Poème dramatique écrit et mis en scène par Laurent Fréchuret dit par Laurence Vielle.

Laurence Vielle, magnifique comédienne venue du plat pays, découverte pour ma part dans "Solinge", un monologue dramatique de Pia Divoka qu'elle a interprété à l'Atelier du Plateau en 2007, embrase la scène de la Maison de la Poésie.

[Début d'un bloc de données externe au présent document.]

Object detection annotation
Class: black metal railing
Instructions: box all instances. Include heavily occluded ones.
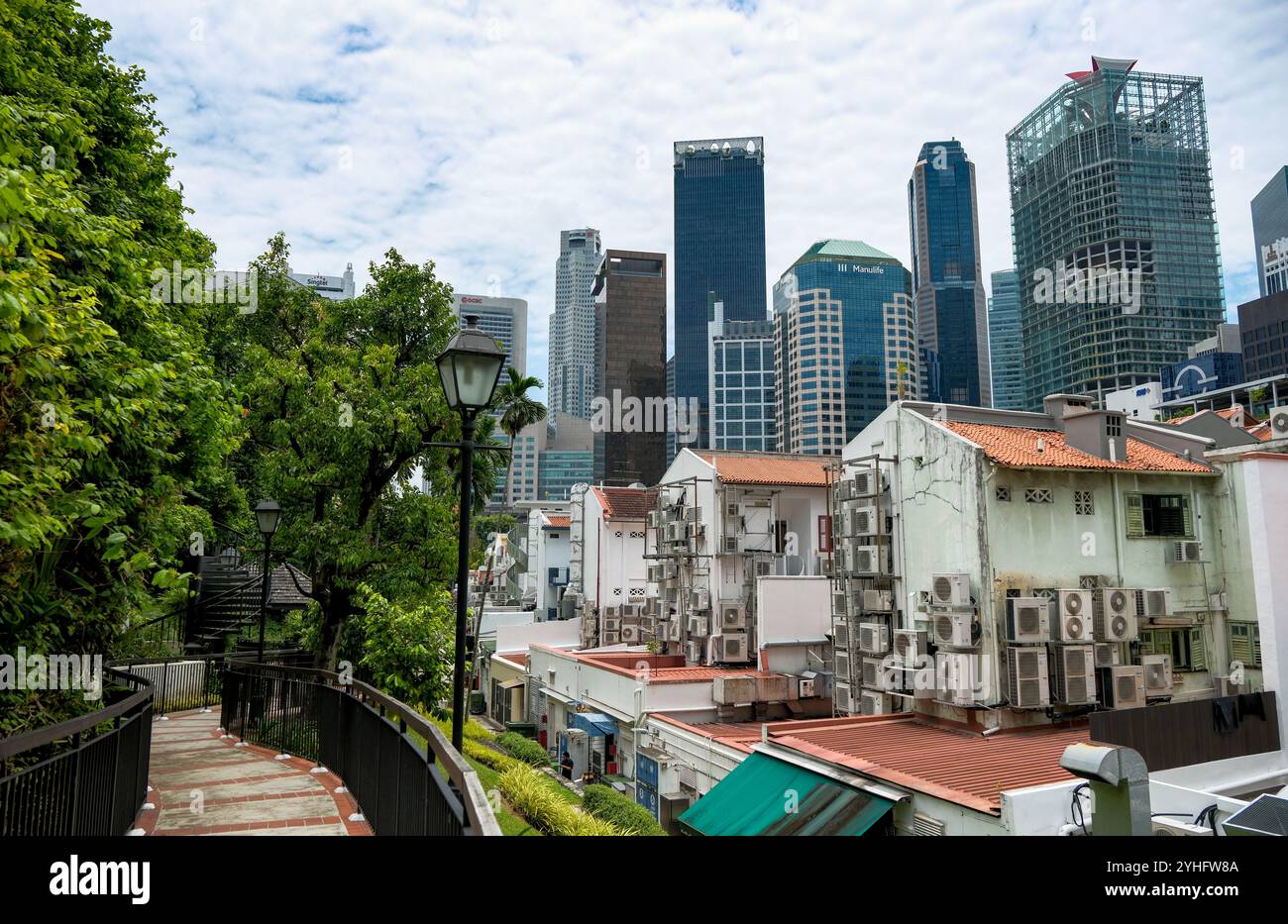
[220,662,501,835]
[0,667,152,837]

C'est dans une minuscule cave voutée que se déroule une étrange célébration, qui ressortit à l'alchimie et à la cérémonie secrète, avec "Sainte dans l'incendie", un texte magnifique de Laurent Fréchuret qui exalte, à travers, revisitée, réinventée et transcendée en métaphore, l'épopée lumineuse et tragique de Jeanne d'Arc, celle qui a une tâche de naissance qui indique qu'elle vieillira mal et un "mur mitoyen avec Dieu", cet art mystérieux et quasi mystique qu'est le théâtre.

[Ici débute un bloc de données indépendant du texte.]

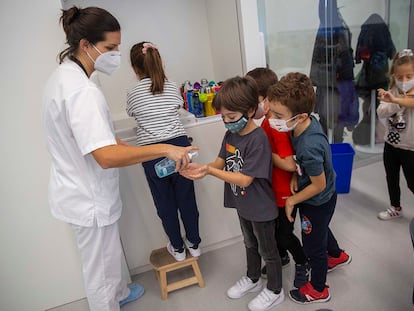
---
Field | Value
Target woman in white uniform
[43,7,198,311]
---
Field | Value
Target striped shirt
[126,78,187,146]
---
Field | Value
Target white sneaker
[183,238,201,257]
[247,287,285,311]
[227,276,263,299]
[378,206,402,220]
[167,242,186,261]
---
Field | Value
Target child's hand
[377,89,395,103]
[178,163,208,180]
[285,197,295,222]
[290,174,298,194]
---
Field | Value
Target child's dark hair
[129,41,167,95]
[213,76,259,116]
[246,67,278,97]
[58,6,121,63]
[267,72,316,115]
[390,49,414,88]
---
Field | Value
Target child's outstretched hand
[178,163,208,180]
[290,174,298,194]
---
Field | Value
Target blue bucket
[331,143,355,193]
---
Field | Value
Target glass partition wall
[257,0,413,163]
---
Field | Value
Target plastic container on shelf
[331,143,355,193]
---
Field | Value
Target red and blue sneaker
[328,251,352,272]
[289,282,331,304]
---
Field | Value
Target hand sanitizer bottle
[154,150,198,178]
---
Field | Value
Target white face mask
[395,79,414,93]
[269,115,298,132]
[253,100,266,119]
[87,45,121,75]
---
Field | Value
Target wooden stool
[150,247,204,300]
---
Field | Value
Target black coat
[355,14,395,90]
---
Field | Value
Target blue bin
[331,143,355,193]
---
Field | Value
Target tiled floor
[50,162,414,311]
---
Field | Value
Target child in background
[247,68,308,288]
[126,42,201,261]
[377,49,414,220]
[268,73,351,304]
[180,77,284,311]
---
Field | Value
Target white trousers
[72,222,130,311]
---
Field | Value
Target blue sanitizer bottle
[154,150,198,178]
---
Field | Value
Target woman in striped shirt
[126,42,201,261]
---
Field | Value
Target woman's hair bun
[61,6,81,32]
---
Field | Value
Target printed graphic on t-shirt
[387,109,406,145]
[226,144,246,196]
[302,216,312,234]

Pour cerner le propos, inutile de plagier ceux de l'auteur qui a écrit "une fantaisie héroïque, une suite de variations sur une petite paysanne de légende, brûlée par la vie, traversée par des voix oubliées, échafaudant une autre histoire de France, faisant théâtre de tout. …une rêverie éveillée….un hommage au jeu du fou au pied du bûcher".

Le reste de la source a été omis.